Im großen Antrag zum Thema Rechtsextremismus, den der Landesvorstand eingebracht hatte, haben wir Akzente setzen können, unter anderem fordern die Jusos BaWü auf Initiative aus Freiburg nun eine Reform der Aus- und Weiterbildung von Polizistinnen und Polizisten, damit diese rechtsextreme Straftaten schneller erkennen und so eine bessere Ahndung von diesen Straftaten möglich ist. Auch unsere Forderung nach einer differenzierten wissenschaftlichen Auseinandersetzung mit gruppenbezogener Menschenfeindlichkeit, wurde vom Landesvorstand übernommen. Leider wurden auch einige Positionen der Jusos Freiburg nicht übernommen, so wird unter anderem leider nicht eine kritische parlamentarische Auseinandersetzung mit dem durch die Abschiebungspraxis in BaWü vermittelten Menschenbild gefordert. Wer jetzt Sorge hat, dass die Jusos Baden-Württemberg die aktuelle Abschiebepraxis gut finden, der kann jedoch beruhigt sein, der Grundton der Debatte war, dass die Forderung nicht in den Kontext des Antrags passte.

Neben dem großen Rechtsextremismusantrag haben die Jusos Freiburg auch eigene Anträge aus diesem Themenumfeld eingebracht, so wurde unsere Forderung nach mehr Aufklärung über den Islam, um Islamophobie zu bekämpfen angenommen, und auch unser Antrag gegen rechtspopulistische Rezensionsbeiträge in Foren von großen Versandhäusern kam durch. Dieser Antrag beschäftigt sich nicht nur mit der Verurteilung der Problematik (Rechtsextreme und RechtspopulistInnen rezensieren Bücher, die ihrer Ideologie entsprechen, und verbreiten dann in den Diskussionen in den Renzionsforen ihre Hetze), sondern fordert das Justizministerium dazu auf, den Druck auf die Betreiber dieser Foren zu erhöhen, um so eine schnellere Löschung der Hetze zu erreichen.
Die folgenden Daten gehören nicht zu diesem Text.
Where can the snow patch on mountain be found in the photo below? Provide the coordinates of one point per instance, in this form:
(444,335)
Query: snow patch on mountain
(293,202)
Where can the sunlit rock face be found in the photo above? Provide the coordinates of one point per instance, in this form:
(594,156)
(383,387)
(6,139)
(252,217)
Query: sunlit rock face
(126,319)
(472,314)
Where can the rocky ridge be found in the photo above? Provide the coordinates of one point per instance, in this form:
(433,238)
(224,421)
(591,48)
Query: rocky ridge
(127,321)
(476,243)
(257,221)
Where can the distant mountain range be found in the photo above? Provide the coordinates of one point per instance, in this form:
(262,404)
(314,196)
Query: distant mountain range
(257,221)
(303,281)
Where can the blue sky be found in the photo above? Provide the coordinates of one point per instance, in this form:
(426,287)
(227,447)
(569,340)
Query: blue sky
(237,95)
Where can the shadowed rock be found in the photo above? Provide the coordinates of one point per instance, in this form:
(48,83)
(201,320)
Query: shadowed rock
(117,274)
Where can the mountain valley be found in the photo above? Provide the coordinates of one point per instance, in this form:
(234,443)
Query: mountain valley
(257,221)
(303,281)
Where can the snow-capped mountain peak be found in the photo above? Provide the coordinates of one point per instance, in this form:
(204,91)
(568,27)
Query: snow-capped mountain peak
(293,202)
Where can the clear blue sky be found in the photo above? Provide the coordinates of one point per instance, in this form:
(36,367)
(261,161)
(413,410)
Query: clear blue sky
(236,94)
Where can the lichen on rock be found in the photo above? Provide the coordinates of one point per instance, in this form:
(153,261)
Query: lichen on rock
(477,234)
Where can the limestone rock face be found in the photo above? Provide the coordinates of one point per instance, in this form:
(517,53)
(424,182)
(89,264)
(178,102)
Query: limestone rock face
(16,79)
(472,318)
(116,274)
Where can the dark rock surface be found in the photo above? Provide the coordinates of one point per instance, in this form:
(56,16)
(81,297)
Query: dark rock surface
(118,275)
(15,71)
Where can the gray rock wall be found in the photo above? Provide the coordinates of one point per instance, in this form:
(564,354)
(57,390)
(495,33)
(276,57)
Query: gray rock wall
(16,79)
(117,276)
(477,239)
Neben dem großen Themenbereich Rechtsextremismus wurden auch unsere Forderung nach WLAN im öffentlichen Raum, sowie die Forderung nach strengeren Regeln für Waffenexporte. Letzteres war uns insbesondere wichtig, weil wir jetzt in der Regierung sitzen und wir uns an dem messen lassen müssen, was wir in der Opposition gefordert haben.

Nicht durchsetzen konnten wir uns mit der Forderung nach einem Parteiausschlussverfahren gegen Olaf Scholz. In diesem Zusammenhang verließ die Debatte auch schnell die Sachlichkeit.

Dennoch kann dieser LA abschließend als Erfolg gewertet werden, da wir viele inhaltliche Akzente setzen konnten und uns, was sich schlecht in einem solchen Bericht darstellen lässt, auch gut in die verschiedenen Debatten einbringen konnten.

In diesem Zusammenhang auch einen herzlichen Dank, an all diejenigen aus Freiburg, die bei der Erarbeitung der Anträge und der Vorbereitung der Änderungsanträge geholfen haben und natürlich an Thalke, Max, Claus und Daniel, die die Jusos Freiburg auf dem LA vertreten haben.